New Delhi: The new Wage Code, once implemented (expectedly in April this year) may bring a host of changes in the employees’ pay structure that includes its take home pay, PF and Gratuity component.
The government’s notification on Code on Wages 2019 may reduce the take-home pay of employees next financial year ie, April 2021 while components like PF and Gratuity might rise. This is based on the grounds that the new wage code mentions provision entailing that the employee’s basic salary will be at least 50 percent of his/her net monthly CTC. Hence, if this provision comes into effect, it will mean that employees will not be able to get more than 50 percent of his/her net monthly salary in form of allowance.

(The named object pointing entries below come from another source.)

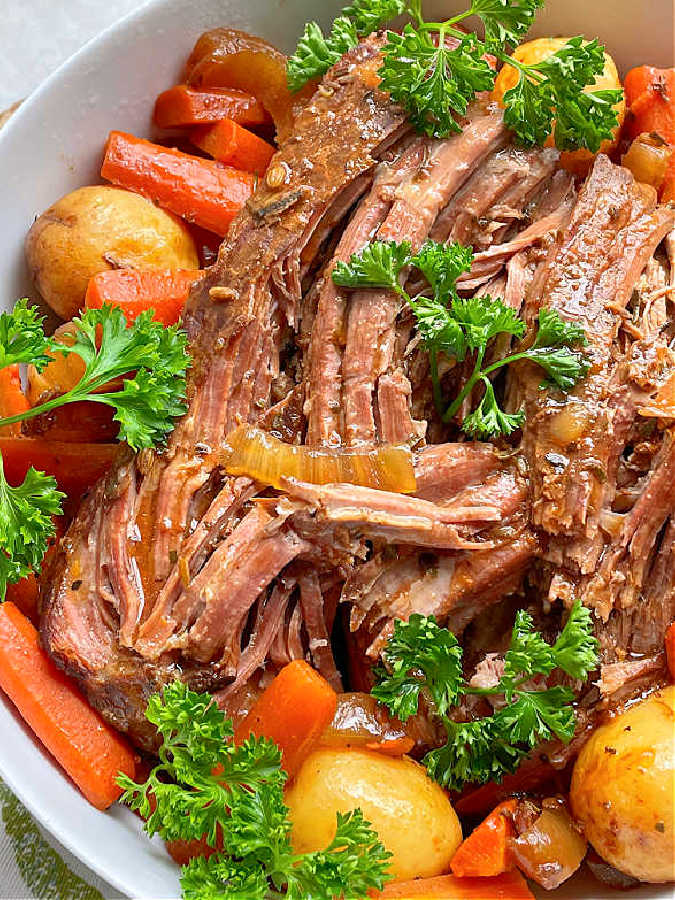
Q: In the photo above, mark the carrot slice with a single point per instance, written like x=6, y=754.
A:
x=670, y=649
x=293, y=711
x=182, y=105
x=509, y=886
x=199, y=190
x=233, y=145
x=12, y=398
x=135, y=292
x=486, y=850
x=90, y=751
x=650, y=95
x=76, y=467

This also means that there will be a consequent rise in gratuity and PF contribution of the employee. Hence, while the take home pay of the employees may be reduced, the Gratuity and PF component may rise.
On February 8, Labour Secretary Apurva Chandra in a media briefing said that he Ministry of Labour and Employment is likely to complete the process to finalise the rules under the four labour codes paving the way for making reforms are reality soon.
Besides, the ministry is also progressing to roll out a web portal by June 2021 for registration and other facilities of workers in the unorganised sector, including gig and platform workers and migrant workers as enshrined in her budget speech this year by Finance Minister Nirmala Sitharaman.
This ministry would soon be in a position to bring into force the four Codes, viz., Code on Wages, Industrial Relations, Occupational Safety, Health and Working Conditions (OSH) and Social Security Codes, Chandra said.
The labour ministry had envisaged implementing the four labour codes from April 1 this year in one go. The ministry is in the final leg of amalgamating 44 central labour laws into four broad codes on wages, industrial relations, social security and OSH. The ministry wants to implement all four codes in one go.